The decision to go after Price was less surprising, but no less enthralling. Like CC Sabathia or Randy Johnson before him, here was a lefty rental with the ability to alter the entire calculus of a campaign.
Throw in a Ben Revere here, a LaTroy Hawkins there, and suddenly you've morphed from a fringy contender into a favored one.
From there, the Blue Jays rode the wave, and their fans followed in droves. This will go down as one of those excellent examples of why we baseball fans get all geeky about the non-waiver Trade Deadline.
So, this was a team that took care of business off the field and, of course, on it.

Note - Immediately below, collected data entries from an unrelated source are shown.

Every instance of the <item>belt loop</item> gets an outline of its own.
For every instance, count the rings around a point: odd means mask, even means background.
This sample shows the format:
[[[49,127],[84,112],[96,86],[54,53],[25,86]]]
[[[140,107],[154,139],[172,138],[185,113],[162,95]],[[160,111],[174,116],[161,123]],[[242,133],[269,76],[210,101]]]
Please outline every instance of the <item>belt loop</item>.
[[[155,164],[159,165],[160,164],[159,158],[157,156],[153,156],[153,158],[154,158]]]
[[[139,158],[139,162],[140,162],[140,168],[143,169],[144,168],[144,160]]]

On it, the Blue Jays went 13-6 against the Yankees, after going 27-47 the previous four seasons. They got an unexpectedly amazing season from a 20-year-old closer named Roberto Osuna, who had never before pitched above A-ball. They got the continued excellence of Joey Bats, who will finally shake the label of "best active hitter to have never appeared in the postseason." And, of course, they got a dynamic year from Donaldson, who is likely to beat out the best player in the game for the AL MVP Award. They got all this and more.
What a year. Finally. Thing is, the Blue Jays' long division drought wasn't a product of them laboring in a longstanding tradition of losing seasons. They won 85 or more games five times along the way. It's just that the East was often too cumbersome for them to wrap their arms around, and they never had the extra reinforcements it took to take a title.
This year, they took it. And there's an entire country of people who can't wait to see what they take next.